I have users and resources. Each resource is described by a set of features and each user is related to a different set of resources. In my particular case, the resources are web pages, and the features information about the location of the visit, the time of the visit, the number of visit etc, which are tied to a specific user each time.
I want to get a similarity measure between my users regarding those features but I can't find a way to aggregate the resource features together. I've done it with text features, as it is possible to add the documents together and then extract features (say TF-IDF), but I don't know how to proceed with this configuration.
To be as clear as possible, here is what I have:
>>> len(user_features)
13 # that's my number of users
>>> user_features[0].shape
(2374, 17) # 2374 documents for this user, and 17 features
I'm able to get a similarity matrix of the documents using euclidean distances for instance:
>>> euclidean_distance(user_features[0], user_features[0])
But I don't know how do I compare the users against each other.
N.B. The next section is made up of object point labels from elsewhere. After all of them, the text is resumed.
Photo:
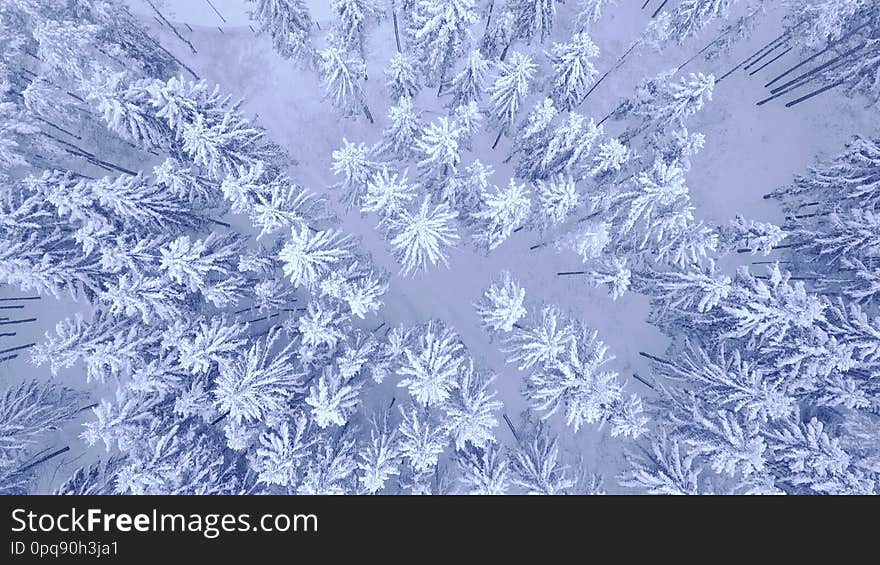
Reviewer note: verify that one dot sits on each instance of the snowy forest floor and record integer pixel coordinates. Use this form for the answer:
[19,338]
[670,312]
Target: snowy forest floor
[749,151]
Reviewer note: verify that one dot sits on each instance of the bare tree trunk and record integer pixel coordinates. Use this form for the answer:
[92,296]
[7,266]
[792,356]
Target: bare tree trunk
[165,21]
[44,459]
[748,60]
[396,30]
[818,69]
[498,138]
[814,56]
[810,95]
[658,10]
[771,61]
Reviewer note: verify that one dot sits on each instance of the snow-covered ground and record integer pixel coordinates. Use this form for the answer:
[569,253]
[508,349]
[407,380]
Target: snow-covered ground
[749,151]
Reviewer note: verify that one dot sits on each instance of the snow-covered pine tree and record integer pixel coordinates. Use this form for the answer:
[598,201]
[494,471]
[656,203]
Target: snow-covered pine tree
[440,33]
[402,77]
[400,135]
[501,211]
[353,18]
[467,86]
[574,70]
[341,75]
[422,236]
[533,18]
[509,91]
[289,24]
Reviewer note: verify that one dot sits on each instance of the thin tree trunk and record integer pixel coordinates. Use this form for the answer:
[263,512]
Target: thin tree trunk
[396,30]
[771,61]
[814,56]
[216,10]
[800,84]
[510,425]
[89,155]
[22,321]
[44,459]
[657,359]
[164,20]
[818,69]
[18,348]
[767,52]
[810,95]
[748,60]
[59,128]
[657,11]
[611,113]
[643,381]
[176,60]
[497,138]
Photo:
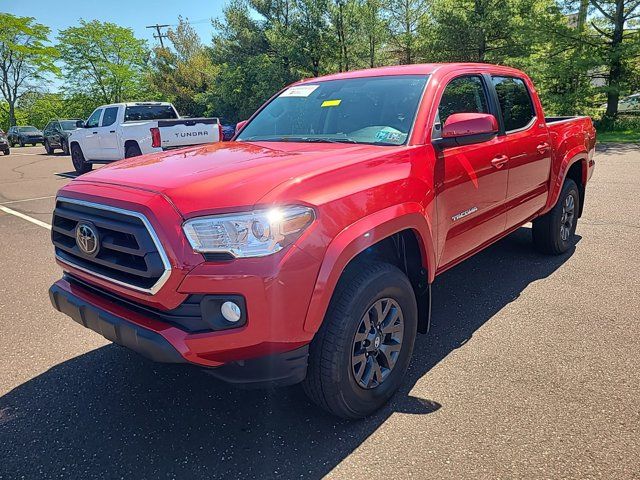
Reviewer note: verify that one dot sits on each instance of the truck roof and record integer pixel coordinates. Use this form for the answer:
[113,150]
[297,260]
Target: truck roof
[132,104]
[416,69]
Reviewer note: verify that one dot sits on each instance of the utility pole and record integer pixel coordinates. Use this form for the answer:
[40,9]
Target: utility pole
[159,36]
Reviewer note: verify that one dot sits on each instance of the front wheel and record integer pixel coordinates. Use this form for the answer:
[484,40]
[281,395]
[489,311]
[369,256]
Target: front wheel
[553,232]
[358,358]
[77,158]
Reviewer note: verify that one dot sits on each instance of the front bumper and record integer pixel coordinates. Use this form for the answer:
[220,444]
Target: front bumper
[150,338]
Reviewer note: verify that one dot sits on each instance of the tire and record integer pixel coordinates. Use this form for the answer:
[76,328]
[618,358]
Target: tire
[132,150]
[554,231]
[77,158]
[334,380]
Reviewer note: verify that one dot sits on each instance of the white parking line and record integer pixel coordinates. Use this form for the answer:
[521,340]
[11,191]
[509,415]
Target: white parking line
[27,200]
[25,217]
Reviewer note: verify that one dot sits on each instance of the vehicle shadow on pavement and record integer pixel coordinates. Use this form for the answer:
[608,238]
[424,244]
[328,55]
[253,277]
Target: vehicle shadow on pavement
[110,414]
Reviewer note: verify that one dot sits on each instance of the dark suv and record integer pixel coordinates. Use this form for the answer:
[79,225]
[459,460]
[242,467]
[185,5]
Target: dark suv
[56,135]
[24,135]
[4,143]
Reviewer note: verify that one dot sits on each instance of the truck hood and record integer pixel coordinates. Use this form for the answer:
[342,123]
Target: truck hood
[228,175]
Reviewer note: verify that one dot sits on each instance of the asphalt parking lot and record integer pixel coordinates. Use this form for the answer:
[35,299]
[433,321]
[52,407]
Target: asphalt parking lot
[530,370]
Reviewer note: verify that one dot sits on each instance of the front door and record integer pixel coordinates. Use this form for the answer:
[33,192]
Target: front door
[471,180]
[91,139]
[108,135]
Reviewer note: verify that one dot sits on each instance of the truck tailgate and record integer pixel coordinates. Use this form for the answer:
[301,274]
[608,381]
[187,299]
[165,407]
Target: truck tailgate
[184,132]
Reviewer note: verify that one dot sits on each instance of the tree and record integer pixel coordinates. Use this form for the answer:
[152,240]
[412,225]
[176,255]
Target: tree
[25,59]
[405,18]
[620,49]
[374,28]
[184,72]
[104,60]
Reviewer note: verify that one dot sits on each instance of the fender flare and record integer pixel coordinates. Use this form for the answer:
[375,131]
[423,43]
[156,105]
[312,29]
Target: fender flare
[358,237]
[577,154]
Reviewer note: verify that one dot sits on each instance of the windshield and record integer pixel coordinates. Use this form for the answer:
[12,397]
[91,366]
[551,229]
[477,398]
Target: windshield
[68,124]
[373,110]
[149,112]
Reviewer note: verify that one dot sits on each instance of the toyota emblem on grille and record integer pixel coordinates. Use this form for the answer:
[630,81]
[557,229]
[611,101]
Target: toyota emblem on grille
[87,238]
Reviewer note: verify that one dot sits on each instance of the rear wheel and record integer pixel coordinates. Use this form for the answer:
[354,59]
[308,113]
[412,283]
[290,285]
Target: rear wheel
[554,231]
[132,150]
[358,358]
[77,158]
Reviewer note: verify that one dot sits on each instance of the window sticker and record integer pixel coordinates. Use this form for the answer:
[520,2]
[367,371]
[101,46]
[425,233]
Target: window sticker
[299,91]
[331,103]
[391,135]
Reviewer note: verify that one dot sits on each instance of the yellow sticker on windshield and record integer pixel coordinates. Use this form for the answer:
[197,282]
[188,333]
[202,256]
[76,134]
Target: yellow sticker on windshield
[331,103]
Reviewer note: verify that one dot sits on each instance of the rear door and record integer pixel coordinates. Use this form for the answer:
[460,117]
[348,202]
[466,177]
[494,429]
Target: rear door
[529,148]
[471,180]
[109,145]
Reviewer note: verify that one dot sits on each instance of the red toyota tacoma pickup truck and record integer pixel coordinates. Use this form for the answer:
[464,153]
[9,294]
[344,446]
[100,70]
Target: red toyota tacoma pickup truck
[304,249]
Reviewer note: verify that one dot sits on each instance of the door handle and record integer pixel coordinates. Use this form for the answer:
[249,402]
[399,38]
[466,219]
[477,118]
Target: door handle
[499,162]
[543,147]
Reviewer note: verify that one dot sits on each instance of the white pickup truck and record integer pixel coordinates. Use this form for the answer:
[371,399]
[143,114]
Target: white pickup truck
[123,130]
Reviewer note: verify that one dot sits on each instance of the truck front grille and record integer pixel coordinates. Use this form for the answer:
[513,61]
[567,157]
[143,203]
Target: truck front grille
[127,251]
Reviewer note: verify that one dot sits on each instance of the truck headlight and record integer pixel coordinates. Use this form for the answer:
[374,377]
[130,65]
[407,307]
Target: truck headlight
[248,234]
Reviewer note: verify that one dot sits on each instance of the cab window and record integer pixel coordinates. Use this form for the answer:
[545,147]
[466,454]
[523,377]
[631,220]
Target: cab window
[464,94]
[93,120]
[109,117]
[515,102]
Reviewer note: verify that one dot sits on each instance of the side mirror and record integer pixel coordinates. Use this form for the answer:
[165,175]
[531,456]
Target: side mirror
[240,125]
[468,128]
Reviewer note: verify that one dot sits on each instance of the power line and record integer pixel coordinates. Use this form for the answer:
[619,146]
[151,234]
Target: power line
[159,36]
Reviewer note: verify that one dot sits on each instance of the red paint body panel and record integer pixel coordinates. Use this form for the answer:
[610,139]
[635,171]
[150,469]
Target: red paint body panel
[457,201]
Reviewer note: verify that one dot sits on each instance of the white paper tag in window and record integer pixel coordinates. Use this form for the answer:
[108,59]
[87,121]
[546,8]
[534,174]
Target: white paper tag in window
[299,91]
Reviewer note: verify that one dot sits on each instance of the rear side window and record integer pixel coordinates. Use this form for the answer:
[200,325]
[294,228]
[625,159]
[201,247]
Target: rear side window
[109,117]
[515,102]
[463,95]
[149,112]
[93,120]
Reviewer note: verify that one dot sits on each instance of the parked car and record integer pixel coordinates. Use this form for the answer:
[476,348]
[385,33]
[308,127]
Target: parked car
[4,143]
[56,134]
[23,135]
[125,130]
[304,249]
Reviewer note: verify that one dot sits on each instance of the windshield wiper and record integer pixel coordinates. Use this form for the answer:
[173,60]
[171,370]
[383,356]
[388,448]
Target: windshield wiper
[301,139]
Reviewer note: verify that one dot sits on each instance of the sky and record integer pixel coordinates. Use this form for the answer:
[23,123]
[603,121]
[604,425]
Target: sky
[136,14]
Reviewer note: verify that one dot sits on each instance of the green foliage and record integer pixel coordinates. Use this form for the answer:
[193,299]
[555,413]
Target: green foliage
[104,61]
[184,72]
[579,53]
[25,60]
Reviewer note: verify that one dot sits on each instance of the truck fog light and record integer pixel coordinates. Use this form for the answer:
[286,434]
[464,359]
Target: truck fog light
[231,311]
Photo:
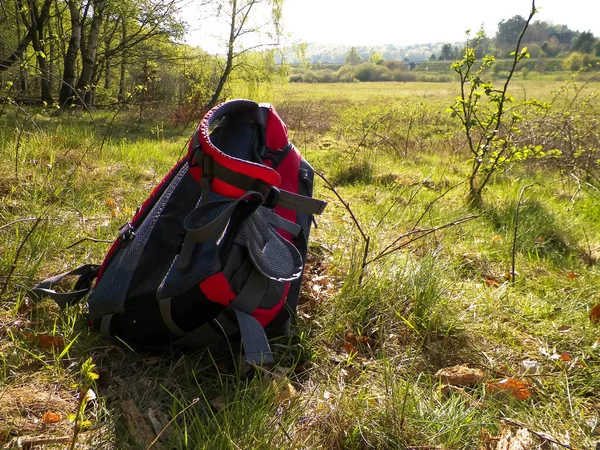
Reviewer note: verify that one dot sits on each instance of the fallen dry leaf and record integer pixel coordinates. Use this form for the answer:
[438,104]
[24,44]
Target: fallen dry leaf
[565,356]
[510,386]
[89,396]
[520,440]
[595,314]
[50,417]
[461,376]
[492,282]
[350,348]
[218,403]
[45,340]
[286,392]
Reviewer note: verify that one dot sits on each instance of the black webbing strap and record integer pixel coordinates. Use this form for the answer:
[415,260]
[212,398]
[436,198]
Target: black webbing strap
[272,196]
[254,340]
[82,287]
[198,232]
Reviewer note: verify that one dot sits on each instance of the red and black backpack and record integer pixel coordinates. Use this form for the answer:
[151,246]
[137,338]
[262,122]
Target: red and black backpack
[217,250]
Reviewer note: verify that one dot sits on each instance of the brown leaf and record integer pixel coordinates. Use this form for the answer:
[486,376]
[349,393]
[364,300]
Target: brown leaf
[218,403]
[595,314]
[461,376]
[45,340]
[26,306]
[50,417]
[286,392]
[565,356]
[510,386]
[351,337]
[350,348]
[520,440]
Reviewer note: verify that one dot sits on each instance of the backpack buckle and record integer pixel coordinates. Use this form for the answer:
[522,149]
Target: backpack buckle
[207,166]
[126,232]
[272,197]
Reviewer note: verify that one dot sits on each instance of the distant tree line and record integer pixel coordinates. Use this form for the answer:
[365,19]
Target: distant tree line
[542,39]
[72,53]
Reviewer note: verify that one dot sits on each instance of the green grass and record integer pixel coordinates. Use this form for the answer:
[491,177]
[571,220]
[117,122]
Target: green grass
[359,370]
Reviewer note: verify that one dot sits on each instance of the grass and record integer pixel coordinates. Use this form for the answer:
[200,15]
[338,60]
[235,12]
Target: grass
[360,369]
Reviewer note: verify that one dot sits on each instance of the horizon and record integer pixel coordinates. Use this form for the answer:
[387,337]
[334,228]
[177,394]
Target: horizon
[337,21]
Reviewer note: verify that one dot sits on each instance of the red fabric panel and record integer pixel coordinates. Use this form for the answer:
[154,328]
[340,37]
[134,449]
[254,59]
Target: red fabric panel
[217,289]
[289,171]
[138,216]
[152,198]
[277,136]
[259,171]
[107,258]
[265,316]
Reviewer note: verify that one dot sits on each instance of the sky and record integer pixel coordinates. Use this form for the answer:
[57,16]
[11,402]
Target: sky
[399,22]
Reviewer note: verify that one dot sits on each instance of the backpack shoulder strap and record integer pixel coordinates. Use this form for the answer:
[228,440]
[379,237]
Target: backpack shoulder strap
[86,274]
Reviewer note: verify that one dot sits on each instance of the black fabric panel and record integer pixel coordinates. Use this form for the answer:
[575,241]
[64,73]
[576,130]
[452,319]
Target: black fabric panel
[163,244]
[193,309]
[143,327]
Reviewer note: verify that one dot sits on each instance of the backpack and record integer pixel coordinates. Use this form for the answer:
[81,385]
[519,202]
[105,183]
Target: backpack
[217,250]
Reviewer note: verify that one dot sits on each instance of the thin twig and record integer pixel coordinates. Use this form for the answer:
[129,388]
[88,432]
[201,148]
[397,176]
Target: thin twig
[104,241]
[346,205]
[171,421]
[423,233]
[537,433]
[366,239]
[435,200]
[515,229]
[14,264]
[28,219]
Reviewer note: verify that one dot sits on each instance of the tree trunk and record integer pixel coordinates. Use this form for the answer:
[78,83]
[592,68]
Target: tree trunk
[88,53]
[67,90]
[121,95]
[229,63]
[37,23]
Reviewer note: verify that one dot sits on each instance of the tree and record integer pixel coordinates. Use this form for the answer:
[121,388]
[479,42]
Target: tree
[352,57]
[584,42]
[243,18]
[509,31]
[446,52]
[376,58]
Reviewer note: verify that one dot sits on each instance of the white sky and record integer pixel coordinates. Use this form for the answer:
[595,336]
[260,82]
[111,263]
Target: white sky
[398,22]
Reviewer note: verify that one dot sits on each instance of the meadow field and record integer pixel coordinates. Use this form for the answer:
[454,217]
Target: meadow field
[425,322]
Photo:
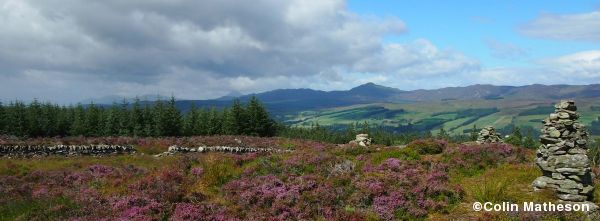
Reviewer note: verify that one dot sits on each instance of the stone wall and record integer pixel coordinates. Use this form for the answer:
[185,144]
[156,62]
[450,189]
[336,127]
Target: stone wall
[177,149]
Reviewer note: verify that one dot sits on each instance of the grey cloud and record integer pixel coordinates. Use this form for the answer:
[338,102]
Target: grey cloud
[504,50]
[203,49]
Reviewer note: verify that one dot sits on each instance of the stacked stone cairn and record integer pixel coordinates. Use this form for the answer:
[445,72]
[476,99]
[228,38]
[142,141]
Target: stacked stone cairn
[362,140]
[562,156]
[488,135]
[46,150]
[202,149]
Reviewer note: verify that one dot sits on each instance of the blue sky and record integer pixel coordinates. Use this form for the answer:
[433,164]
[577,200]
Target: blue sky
[467,25]
[71,50]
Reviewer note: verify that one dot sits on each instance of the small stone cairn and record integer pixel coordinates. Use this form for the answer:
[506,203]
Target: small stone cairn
[362,140]
[562,157]
[488,135]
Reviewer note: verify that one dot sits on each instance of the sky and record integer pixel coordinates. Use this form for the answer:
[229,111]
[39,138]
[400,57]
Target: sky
[67,51]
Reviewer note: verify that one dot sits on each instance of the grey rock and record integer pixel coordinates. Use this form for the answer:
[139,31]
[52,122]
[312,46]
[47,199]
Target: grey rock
[488,135]
[562,157]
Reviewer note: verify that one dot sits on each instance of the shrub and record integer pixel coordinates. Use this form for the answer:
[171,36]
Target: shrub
[405,190]
[472,159]
[402,153]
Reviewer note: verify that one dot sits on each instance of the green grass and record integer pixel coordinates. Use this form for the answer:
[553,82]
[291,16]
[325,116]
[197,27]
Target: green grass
[45,209]
[455,116]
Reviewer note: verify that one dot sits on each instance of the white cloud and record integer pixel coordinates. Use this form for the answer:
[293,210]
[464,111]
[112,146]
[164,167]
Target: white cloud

I should somehow aggregate the features together to end up with a N_Users X N_Features
matrix, but I don't know how.
Any hints on how to proceed?
Some more information about the features I'm using:
The features I have here are not completely fixed. What I've got so far is 13 different features, already aggregated from "views". What I have is standard deviation, mean, etc. for each of the views, in order to have something "flat", to be able to compare them. One of the feature I have is: was the location changed since the last view? And what about one hour ago? Two hours ago?